Life After God?
Soul of Britain, with Michael Buerk, 11th June 2000
Soul of Britain, written and presented by Michael Buerk was broadcast in nine episodes in June & July 2000. This BBC TV series explored what people in Britain today really believe. What is their attitude to moral issues? What do they think about Christianity? The BBC commissioned the largest ever survey of beliefs and attitudes for this series.
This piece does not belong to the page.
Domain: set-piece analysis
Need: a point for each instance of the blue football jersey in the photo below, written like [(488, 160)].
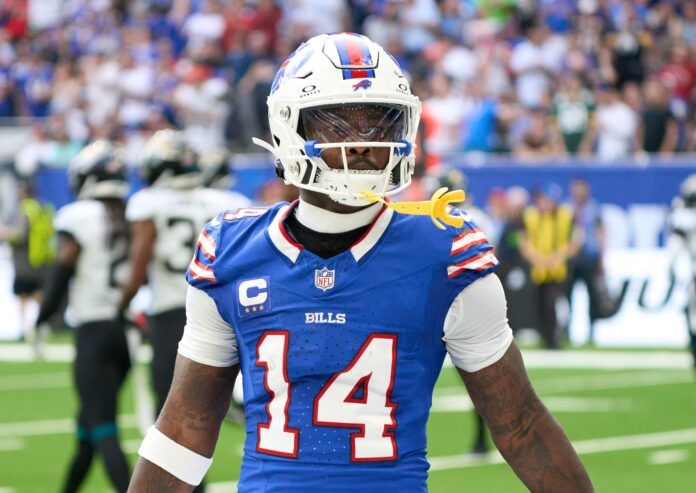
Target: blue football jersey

The first episode of Soul of Britain identified these major trends in the beliefs of British people:
- A sharp decline in over-all church attendance
- A loss of confidence in traditional Christian beliefs
- A continued place for religious rituals
- An increased commitment among the Church-going minority
- A rise in new forms of spirituality
Confusion and uncertainty
The second episode, titled 'Life After God' looked at the range of beliefs and ideas around now. Clearly we live in a world of tremendous confusion and uncertainty
According to the Soul of Britain Survey:
- Only 26% of us now believe in a personal God
- Yet 44% believe in some kind of spirit or life force - so nearly twice as many believe in the kind of force described in 'Star Wars', rather than in the personal God described in the Bible
- 48% of us say that we belong to a particular religion - a decrease of 10% in ten years
- And 31% of us believe that when we die, we cease to exist
- 12% of us just don't know what we believe
- 52% of us believe in heaven
- But only 28% believe in hell
- Yet 38% of us have some kind of awareness of God
- 29% of us have experienced a 'sacred presence' in nature
- 79% of us want a religious funeral
We are the first society in human history that does not have a shared worldview, a shared belief system about ourselves.
I think it was G K Chesterton, the author of the Father Brown stories, who said that when people stop believing in God, they do not just believe nothing. They believe anything and everything. We are surely seeing a remarkable rise in gullibility today, if nothing else. This theme recurs throughout Soul of Britain
The role of science
At the start of this program, Michael Buerk asks whether science has now displaced religion, and whether religious beliefs are nothing more than superstitions that we would be better off without.
- 22% of us believe that science has explained life's mysteries
- But 30% of us think that science may harm mankind
So there is a distrust of science and scientists. Buerk suggests that a scientific view of the world is not enough. It has been suggested that we still need a 'sense of the sacred' for the good of society.
But this kind of thinking is really very fuzzy indeed: Any kind of belief might be suggested because it is 'good for' society. The question is, what is true? Conversely, if society needs some kind of belief framework, does this suggest that there is something fundamental wrong with us when we abandon such beliefs?
We are unavoidably spiritual beings
This program illustrates the fact that we are spiritual beings by nature, and cannot get away from this- even though some of us try hard. We just cannot live with the idea that we are nothing but animals, or nothing but machines.
If we are just here as a result of a long process of blind chance, it is very odd that this process has thrown up creatures that are constitutionally unable to live with the reality of what they are. There seems to be a deep-rooted contradiction between the way we think about ourselves and the way we live in pratice. Could it be that there is something wrong with the way we think about ourselves?